“At a moment where we have a limited window of opportunity to try and make headway on mitigating the effects of climate change, to be playing this recklessly with the facts is beyond any partisan battle,” says author Chris Turner, an award-winning environmental writer. “It’s absolutely unforgivable.”

In The War on Science: Muzzled Scientists and Wilful Blindness, Chris argues that Stephen Harper’s attack on science is the most vicious assault ever waged by a Canadian government on the fundamental principles of the Enlightenment. It won the Freedom to Read Award from the Writers’ Union of Canada and is shortlisted for the Alberta Literary Award for Nonfiction.

The National Post says it is “a tremendously important book, and you owe it to your country to read it.”

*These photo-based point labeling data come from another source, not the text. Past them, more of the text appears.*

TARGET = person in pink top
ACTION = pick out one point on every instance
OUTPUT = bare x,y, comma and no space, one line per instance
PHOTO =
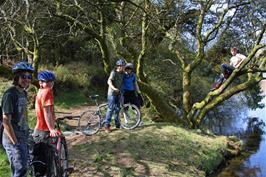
227,69
44,106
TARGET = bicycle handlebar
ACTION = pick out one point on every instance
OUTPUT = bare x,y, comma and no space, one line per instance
66,117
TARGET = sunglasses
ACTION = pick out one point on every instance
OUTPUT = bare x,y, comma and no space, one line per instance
26,76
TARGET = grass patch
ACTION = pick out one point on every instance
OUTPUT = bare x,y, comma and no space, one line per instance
154,150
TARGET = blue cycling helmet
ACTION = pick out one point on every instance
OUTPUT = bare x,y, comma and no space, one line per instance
22,66
46,76
120,62
129,66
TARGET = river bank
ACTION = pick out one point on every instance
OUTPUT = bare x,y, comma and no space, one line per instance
151,150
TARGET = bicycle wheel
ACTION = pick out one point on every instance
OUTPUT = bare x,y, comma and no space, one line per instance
129,116
89,123
64,157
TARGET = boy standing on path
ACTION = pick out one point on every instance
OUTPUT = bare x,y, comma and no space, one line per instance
115,83
14,107
44,106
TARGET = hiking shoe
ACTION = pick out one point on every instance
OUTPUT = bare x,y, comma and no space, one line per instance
108,130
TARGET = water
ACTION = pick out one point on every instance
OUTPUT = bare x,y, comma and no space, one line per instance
255,164
257,161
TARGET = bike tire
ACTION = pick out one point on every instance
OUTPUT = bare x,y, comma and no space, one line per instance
64,158
89,123
129,116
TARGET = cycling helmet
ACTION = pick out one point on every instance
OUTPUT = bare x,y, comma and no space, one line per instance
120,62
129,66
46,76
22,66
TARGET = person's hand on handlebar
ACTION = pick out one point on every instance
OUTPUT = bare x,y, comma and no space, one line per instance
54,133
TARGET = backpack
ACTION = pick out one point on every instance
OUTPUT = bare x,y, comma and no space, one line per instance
13,91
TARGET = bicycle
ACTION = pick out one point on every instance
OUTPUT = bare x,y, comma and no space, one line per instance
90,122
49,157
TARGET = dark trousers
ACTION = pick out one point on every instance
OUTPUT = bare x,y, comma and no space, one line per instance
226,72
131,97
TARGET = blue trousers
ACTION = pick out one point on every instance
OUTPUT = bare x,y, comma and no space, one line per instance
17,156
113,106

Chris’ previous books include The Leap and The Geography of Hope, a Globe and Mail Best Book of the Year and finalist for the Governor General’s Award for Nonfiction, and the international bestseller Planet Simpson: How a Cartoon Masterpiece Documented an Era and Defined a Generation. His new essay collection, How to Breathe Underwater: Field Reports from an Age of Radical Change-Essays and Reportage, calls for us all to meet the challenges of sustainability–ecological, economic, and cultural–with innovation.

When not writing or consulting, Chris enjoys life in Calgary, Alberta, with his wife and two children.